Menu Lettres

« Élévation »

Au-dessus des étangs, au-dessus des vallées,

Des montagnes, des bois, des nuages, des mers,

Par delà le soleil, par delà les éthers,

Par delà les confins des sphères étoilées,

Mon esprit, tu te meus avec agilité,

Et, comme un bon nageur qui se pâme dans l’onde,

Tu sillonnes gaîment l’immensité profonde

Avec une indicible et mâle volupté.

Envole-toi bien loin de ces miasmes morbides ;

Va te purifier dans l’air supérieur,

Et bois, comme une pure et divine liqueur,

Le feu clair qui remplit les espaces limpides.

Derrière les ennuis et les vastes chagrins

Qui chargent de leur poids l’existence brumeuse,

Heureux celui qui peut d’une aile vigoureuse

S’élancer vers les champs lumineux et sereins ;

Celui dont les pensers, comme des alouettes,

Vers les cieux le matin prennent un libre essor,

- Qui plane sur la vie, et comprend sans effort

Le langage des fleurs et des choses muettes.

            Ce poème est avant tout remarquable par la sensation de mouvement qu’il fait naître chez le lecteur. On remarque ainsi une forte utilisation du champ lexical du déplacement : « par delà », « sillonnes », « agilité », « envole », « plane »… Le mouvement est également évoqué par la gradation de la première strophe : on passe des « étangs » aux vallées », des « vallées aux « montagnes », des « montagnes » aux « bois », puis aux « mers » avant de dépasser les « confins » des « sphères étoilées » en passant par le « soleil » et les « éthers ». Tout au long du poème, de nombreuses indications de lieux maintiennent cette impression : « dans l’onde » (v.6), « bien loin de ces miasmes morbides » (v.9), « dans l’air supérieur » (v.10), « vers les champs lumineux et sereins » (v.16)…

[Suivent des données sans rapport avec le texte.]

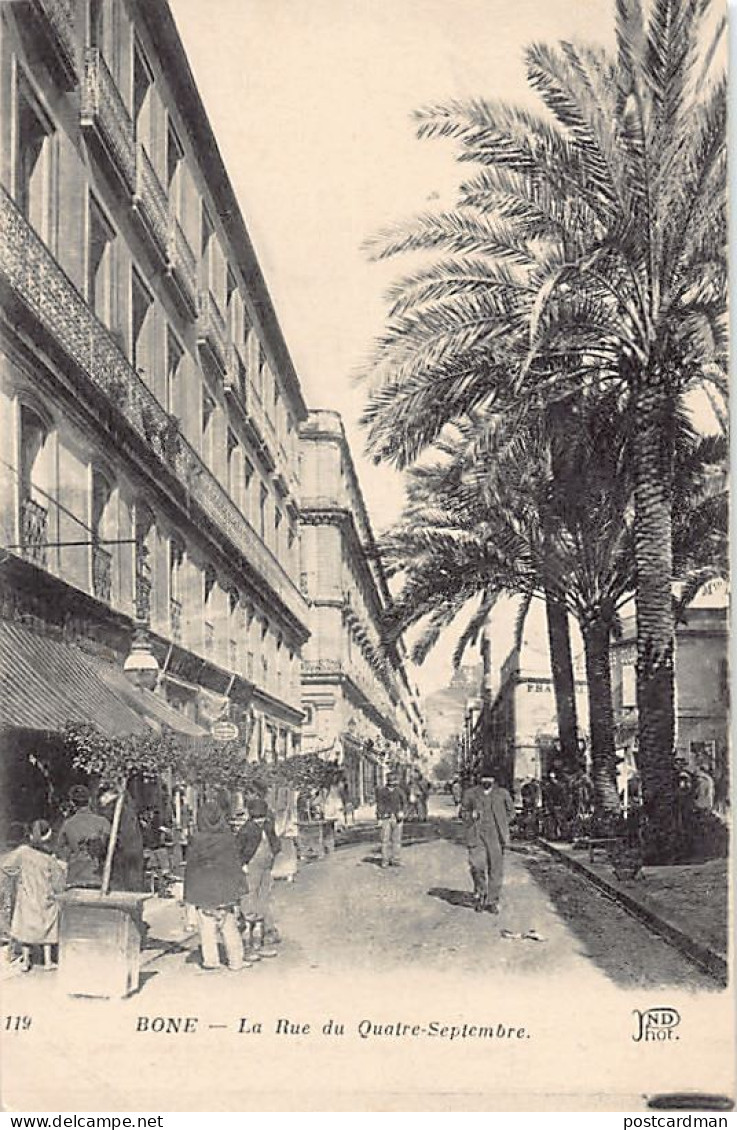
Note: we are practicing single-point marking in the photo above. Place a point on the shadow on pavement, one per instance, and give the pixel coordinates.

À la première lecture, le mouvement apparaît tout d’abord uniquement ascensionnel, et le poème entier semble dégager des idées positives. Le lecteur est trompé par les trois premiers quatrains qui décrivent un passage des « étangs » (qui stagnent) et des « vallées » (qui enferment) aux « montagnes » (qui se dressent vers l’immensité du ciel) et les « mers », qui, par leur immensité, évoquent la liberté. L’emploi de termes comme « agilité » (v.5), « bon nageur » (v.6), « gaîment » (v.7), « volupté » (v.8) achèvent de donner aux lecteurs l’idée que l’esprit du poète et le sien ne font qu’un et s’élancent vers les « espaces limpides ».

            Cependant il suffit d’observer le changement de personne au quatrième quatrain pour constater que le poète a échoué dans sa quête de liberté : il arrête de tutoyer son « esprit » pour vanter « celui qui peut (…) s’élancer vers les champs lumineux et sereins ». Nous sommes donc redescendus sur terre, au niveau des « étangs », des « vallées » et des « miasmes putrides », et nous observons, ou plutôt évoquons, la chance qu’aurait celui qui réussirait à atteindre l’objectif qu’il s’est fixé. Nous n’échappons donc pas aux « ennuis » et aux « vastes chagrins » (v.13), à notre « existence brumeuse » (v.14), et nous ne pouvons pas nous « purifier », cloués au sol près des « miasmes morbides ». Ce sentiment d’échec est d’autant plus fort que l’on sait que jamais personne ne pourra atteindre « les champs lumineux et sereins » : est-il possible de boire le « feu clair qui remplit les espaces limpides » ou de « comprendre sans effort/ le langage des fleurs et des choses muettes » ? Qui peut boire du feu ou parler aux fleurs et aux cailloux ? Baudelaire a employé ces oppositions (l’oxymore « feu clair » et l’antithèse « le langage des (…) choses muettes ») pour nous ramener à notre condition d’hommes, esclaves de nos vices et de notre société.

Ce poème constitue donc une bonne évocation du fameux « spleen baudelairien », qui repose sur la conscience que le monde est injuste, que la société telle qu’elle est n’est qu’un échec, et sur la conviction que rien, absolument rien, ne pourra y changer quelque chose, toute tentative pour ce faire portant la germe de son propre échec, puisque, comme Baudelaire le pensait, le Mal est présent partout, même dans la vertu et les plaisirs.